To get the demo running follow these (high-level) steps below:
TODO make the steps more granular and link to documentation
- Clone the project from Github (you can also do this with the built-in Studio Git functionality).
- Set up Orchestrator
- For isolation and easier visibility in the logs, set up a separate folder to run this demo in.
- Set up an unattended machine with a runtime and a robot user and add it to the folder you created.
- Publish the Child project to the Orchestrator folder you created.
- Create 3 separate processes for the 3 separate entry points (child1, child2, child3) that are in the package you just published.
- Open the Parent project and Run/Debug any of the three scenarios (InvokeProcess, RunParallelProcess, StartJob)
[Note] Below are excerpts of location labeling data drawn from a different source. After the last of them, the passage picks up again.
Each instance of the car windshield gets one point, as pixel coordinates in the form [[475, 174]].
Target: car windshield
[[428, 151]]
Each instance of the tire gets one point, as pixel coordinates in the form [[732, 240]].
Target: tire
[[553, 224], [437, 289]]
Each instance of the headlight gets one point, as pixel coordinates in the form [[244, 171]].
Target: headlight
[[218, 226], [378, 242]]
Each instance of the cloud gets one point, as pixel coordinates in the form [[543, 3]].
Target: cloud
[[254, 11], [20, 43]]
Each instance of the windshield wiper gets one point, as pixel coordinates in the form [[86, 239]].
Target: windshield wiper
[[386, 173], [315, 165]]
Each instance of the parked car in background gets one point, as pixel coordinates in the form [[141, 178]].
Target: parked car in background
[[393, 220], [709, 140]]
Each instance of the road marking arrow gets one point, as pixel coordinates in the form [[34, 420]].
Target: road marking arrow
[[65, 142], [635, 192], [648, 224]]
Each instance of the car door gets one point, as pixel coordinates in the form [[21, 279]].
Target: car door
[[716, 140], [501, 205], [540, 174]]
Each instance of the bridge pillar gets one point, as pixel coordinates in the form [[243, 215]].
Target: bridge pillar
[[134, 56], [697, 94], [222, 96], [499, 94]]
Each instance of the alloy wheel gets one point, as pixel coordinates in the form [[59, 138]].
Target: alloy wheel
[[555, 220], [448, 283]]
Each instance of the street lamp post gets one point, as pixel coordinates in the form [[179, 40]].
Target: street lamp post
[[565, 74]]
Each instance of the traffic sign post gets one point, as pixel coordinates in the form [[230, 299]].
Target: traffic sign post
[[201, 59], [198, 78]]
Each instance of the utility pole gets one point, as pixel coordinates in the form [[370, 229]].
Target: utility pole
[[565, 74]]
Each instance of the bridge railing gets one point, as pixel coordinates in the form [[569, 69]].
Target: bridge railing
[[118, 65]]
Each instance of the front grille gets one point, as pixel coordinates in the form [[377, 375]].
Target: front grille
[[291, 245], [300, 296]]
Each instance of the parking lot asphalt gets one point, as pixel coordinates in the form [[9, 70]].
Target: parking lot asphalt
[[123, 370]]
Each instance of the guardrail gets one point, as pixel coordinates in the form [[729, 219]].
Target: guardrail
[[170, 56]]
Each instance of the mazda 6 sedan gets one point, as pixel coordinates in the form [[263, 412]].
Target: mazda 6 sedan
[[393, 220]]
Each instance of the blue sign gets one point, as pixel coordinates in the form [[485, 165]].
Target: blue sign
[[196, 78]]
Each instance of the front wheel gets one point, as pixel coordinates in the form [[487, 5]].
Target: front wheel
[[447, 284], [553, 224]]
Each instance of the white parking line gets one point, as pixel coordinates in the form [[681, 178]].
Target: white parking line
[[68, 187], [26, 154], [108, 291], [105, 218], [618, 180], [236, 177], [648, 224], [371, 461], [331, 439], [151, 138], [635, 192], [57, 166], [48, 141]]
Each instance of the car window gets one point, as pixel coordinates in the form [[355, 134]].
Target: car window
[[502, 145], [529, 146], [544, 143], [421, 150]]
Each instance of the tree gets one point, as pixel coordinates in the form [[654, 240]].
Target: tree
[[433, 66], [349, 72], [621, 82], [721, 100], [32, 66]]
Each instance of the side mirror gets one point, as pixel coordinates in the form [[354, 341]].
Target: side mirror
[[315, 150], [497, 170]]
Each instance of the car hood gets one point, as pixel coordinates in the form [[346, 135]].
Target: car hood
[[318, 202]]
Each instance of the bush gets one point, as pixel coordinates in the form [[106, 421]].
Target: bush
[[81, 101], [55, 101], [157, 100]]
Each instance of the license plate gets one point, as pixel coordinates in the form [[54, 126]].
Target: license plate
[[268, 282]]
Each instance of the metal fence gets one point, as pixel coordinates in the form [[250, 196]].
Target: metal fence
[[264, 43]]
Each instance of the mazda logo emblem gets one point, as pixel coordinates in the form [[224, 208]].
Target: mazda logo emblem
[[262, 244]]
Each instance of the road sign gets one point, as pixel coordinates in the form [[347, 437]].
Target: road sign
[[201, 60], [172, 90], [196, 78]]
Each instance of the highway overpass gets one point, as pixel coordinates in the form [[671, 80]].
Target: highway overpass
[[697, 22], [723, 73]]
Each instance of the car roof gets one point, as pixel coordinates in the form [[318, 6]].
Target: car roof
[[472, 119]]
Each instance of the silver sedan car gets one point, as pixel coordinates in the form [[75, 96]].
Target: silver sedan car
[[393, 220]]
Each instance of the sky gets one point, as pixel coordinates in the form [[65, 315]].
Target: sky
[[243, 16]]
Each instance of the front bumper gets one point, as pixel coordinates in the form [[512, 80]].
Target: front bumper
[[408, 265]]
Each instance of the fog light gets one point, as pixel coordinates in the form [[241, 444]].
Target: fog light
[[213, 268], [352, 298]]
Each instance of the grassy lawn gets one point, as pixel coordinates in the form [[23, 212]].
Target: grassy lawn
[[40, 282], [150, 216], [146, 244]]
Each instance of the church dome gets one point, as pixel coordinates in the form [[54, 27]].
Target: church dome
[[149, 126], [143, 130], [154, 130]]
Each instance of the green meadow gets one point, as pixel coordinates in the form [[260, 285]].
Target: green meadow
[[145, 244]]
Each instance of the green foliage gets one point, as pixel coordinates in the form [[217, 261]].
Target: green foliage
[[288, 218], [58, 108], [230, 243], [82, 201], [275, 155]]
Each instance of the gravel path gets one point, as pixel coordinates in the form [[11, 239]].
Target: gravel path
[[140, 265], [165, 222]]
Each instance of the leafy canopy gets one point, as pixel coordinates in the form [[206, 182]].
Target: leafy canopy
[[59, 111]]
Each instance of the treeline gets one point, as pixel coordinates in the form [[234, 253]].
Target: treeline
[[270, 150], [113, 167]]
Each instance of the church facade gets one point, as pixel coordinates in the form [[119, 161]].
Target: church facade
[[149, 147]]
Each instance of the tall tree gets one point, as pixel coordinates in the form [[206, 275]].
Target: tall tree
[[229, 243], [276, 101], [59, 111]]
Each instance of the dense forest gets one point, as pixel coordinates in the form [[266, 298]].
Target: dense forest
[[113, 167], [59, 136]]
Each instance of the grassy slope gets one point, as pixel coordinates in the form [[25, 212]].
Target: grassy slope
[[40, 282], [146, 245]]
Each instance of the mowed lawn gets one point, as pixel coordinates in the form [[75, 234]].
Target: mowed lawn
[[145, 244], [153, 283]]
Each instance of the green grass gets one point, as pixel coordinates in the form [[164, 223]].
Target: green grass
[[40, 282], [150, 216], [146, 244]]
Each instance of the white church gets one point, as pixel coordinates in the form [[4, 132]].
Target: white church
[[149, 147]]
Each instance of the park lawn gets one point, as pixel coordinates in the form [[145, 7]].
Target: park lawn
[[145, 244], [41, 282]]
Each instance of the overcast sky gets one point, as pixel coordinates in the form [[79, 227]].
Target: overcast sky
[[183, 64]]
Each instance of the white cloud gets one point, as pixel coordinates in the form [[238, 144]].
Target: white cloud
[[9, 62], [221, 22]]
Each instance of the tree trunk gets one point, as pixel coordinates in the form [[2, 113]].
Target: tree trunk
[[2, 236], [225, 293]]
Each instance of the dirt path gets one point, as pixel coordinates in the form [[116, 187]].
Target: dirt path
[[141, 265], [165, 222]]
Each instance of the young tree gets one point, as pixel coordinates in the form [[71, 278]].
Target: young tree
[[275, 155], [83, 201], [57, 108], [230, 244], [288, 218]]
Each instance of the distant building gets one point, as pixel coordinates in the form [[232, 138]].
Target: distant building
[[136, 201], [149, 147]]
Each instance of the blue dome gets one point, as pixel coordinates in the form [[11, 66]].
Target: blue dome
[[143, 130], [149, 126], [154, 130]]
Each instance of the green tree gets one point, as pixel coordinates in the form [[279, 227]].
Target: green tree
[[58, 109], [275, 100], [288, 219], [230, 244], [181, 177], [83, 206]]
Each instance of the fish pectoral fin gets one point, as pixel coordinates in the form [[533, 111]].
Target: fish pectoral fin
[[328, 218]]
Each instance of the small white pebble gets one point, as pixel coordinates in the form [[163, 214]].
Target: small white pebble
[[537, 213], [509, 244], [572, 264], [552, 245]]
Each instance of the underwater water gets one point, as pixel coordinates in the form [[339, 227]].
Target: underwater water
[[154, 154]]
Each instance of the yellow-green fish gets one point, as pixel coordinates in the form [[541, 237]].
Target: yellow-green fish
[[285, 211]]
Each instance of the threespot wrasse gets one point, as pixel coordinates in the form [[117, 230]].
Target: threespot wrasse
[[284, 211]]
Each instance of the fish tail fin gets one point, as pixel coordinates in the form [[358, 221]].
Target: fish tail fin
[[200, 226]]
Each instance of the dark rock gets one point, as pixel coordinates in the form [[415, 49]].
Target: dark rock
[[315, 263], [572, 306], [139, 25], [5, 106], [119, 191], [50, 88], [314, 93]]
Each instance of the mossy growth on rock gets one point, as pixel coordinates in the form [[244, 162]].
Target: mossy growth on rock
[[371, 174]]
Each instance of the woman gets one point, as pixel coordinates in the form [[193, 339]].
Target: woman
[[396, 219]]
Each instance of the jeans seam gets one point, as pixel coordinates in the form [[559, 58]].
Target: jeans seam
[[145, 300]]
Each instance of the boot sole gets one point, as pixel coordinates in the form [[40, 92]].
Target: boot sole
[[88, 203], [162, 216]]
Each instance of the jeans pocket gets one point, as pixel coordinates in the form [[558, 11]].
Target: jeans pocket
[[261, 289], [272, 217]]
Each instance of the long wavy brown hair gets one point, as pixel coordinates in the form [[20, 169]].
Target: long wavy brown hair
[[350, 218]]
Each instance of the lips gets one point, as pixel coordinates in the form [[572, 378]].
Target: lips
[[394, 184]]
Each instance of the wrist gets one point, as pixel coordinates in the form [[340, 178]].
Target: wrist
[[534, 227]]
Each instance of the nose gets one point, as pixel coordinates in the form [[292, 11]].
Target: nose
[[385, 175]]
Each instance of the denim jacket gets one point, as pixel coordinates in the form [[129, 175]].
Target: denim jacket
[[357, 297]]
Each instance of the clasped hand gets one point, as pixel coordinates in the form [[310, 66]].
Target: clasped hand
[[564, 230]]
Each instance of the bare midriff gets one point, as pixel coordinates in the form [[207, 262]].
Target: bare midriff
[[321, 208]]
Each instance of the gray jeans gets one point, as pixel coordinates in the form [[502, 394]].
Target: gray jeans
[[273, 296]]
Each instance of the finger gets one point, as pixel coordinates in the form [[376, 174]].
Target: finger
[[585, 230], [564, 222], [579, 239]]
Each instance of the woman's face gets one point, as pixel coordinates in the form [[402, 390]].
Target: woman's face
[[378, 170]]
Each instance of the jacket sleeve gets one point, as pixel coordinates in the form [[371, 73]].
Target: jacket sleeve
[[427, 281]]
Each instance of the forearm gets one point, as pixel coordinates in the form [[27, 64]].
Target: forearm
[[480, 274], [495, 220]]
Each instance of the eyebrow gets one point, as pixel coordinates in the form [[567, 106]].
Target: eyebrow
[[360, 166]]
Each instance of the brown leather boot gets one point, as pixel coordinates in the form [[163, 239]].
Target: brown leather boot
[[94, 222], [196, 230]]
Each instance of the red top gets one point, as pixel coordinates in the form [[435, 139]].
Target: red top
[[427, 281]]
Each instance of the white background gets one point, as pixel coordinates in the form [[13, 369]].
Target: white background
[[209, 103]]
- As you run/debug the project, you can check the output as well as the logs on orchestrator to understand how the 3 process chaining activities work.
UiPath documentation for the three activities:
- https://docs.uipath.com/activities/other/latest/workflow/invoke-process
- https://docs.uipath.com/activities/other/latest/workflow/begin-process (now called "RunParallelProcess")
- https://docs.uipath.com/activities/other/latest/workflow/start-job
run with Studio 2023.10.4 and Automation Cloud
- The child project is configured as background process (project settings in studio > starts in background), otherwise you will get an error when trying to run them as parallel processes on the same machine in the same thread (e.g. without PiP)
- All three workflow xaml files inside the child project are configured as entry points (right click > enable entry point) so that we can create separate processes from them.